In the end we both went covered up in cloaks, through a mass of ruined walls and green garden, all around under that big cathedral. We went into the back garden of a big house, and the Lord Mayor courteously explained my purpose to several persons of importance, including Bishop Griffin himself. As in take after take of a comic film, I played my scene out some three or four times. Finally everyone agreed I should have my shot at the condemned man. So after an agony of wasted time, I found myself in front of a little low door, with a mail-clad soldier turning a key in the lock.

The key was ornate. The lock clanked. These physical details claimed my attention, I found them absolutely fascinating, and of course the reason was that I had no idea why I had come to see Nicholas or what I was going to say to him. But I went in, and there he was.

He was sitting quiet and composed on a narrow cot, the single piece of furniture in the room. His eyes widened as I came in with the Lord Mayor, but he did not react otherwise.

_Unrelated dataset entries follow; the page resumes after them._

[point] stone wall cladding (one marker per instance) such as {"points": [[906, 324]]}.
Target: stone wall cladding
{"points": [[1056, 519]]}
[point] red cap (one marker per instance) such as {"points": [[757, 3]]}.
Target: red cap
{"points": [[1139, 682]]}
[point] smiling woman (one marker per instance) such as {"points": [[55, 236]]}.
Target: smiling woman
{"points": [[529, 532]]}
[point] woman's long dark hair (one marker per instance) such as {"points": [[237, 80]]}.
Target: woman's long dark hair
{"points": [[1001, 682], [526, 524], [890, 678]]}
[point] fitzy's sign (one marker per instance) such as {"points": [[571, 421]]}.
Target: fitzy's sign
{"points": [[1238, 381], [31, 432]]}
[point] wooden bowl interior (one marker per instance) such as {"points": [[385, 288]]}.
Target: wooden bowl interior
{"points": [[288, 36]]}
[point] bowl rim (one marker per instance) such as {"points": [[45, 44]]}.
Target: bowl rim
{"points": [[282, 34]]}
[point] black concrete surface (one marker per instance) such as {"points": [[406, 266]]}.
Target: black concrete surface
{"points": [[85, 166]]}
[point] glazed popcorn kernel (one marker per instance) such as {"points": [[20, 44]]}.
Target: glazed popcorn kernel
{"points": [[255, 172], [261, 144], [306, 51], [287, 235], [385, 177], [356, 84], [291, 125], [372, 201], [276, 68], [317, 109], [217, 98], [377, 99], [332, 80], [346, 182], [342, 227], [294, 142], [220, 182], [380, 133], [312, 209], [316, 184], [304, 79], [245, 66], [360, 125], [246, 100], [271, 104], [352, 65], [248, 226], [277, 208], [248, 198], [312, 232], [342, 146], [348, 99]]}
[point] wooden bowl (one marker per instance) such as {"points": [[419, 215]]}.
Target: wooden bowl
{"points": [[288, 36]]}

The Lord Mayor lectured Nicholas sternly about his fate, and told him how he didn’t deserve this virtuous lady coming to reason with him, but since she was here, the Lord Mayor would see if youth and virtue might succeed where reverend wisdom had failed to shake Nicholas’s sinful heart. I was assured that if any violence was attempted on my person, I had but to cry out and I should be rescued instantly, and this bad fellow would be the worse for it. Having said his say, the Lord Mayor took his leave of us. The door closed after him. We were alone.

We looked at each other in silence. Nicholas was muddy and torn too, and bruised besides; pale, thin, and unshaven. His face had changed.

“Welcome, Spirit,” he said at last. His voice had changed, too.

“May I sit down?” I requested. Then I realized there was only the bed to sit on. He got up and gestured for me to sit. My legs were trembling, so I sat and pulled off my shoes, which hurt my feet very much. He leaned against the wall with his arms folded, watching me.

“How should a spirit have such muddy toes?” he wondered.

“Didst thou think I flew here?” I looked at him. “Think again. I have walked the whole way from Iden Hall.”

“Ah.” He looked at me steadily.

“See?” I stretched out my feet. “No hooves.”

A smile came and went, chilly, strange.

“To tell truth, I am glad thou hast come,” he said. “This mortal air was getting a sweetness to it that made my heart cold to my duty. It made me wonder whether I had only dreamed—what thou knowest of. I was growing weak in my resolve. Now thou art here to test me, like a good friend, and I see it was no dream and am strong again.”

I couldn’t think what to say at all. My eyes filled with tears.

“Aye.” He nodded. “Weep, Spirit. I will not falter.”

“Oh, this is stupid!”

“I may tell thee, thou hast done me great good. Before mine eyes were opened, I believed as any weak and sensible man doth: that God exists, because we have been taught so, but there are no miracles and our only duty is earthly charity. More, I believed there were no devils nor spirits but only wickedness in men. For who has ever seen a serpent that spake with a voice, to tempt men from God?” What a strange look for me as he said that last. Almost kindly. “But, having known thee, I learned the truth of what thou art, and mine eyes are opened.”

I had certainly shown him there were more things in heaven and earth than were dreamt of in his philosophy, hadn’t I? He eased himself down into a sitting position on the floor.

“Regard what thou hast done. In every respect where I doubted, thou hast made me believe.” He leaned forward. “Were it not for thine ever witching me away from my duty, I could think thou wert a spirit of a different kind entirely.”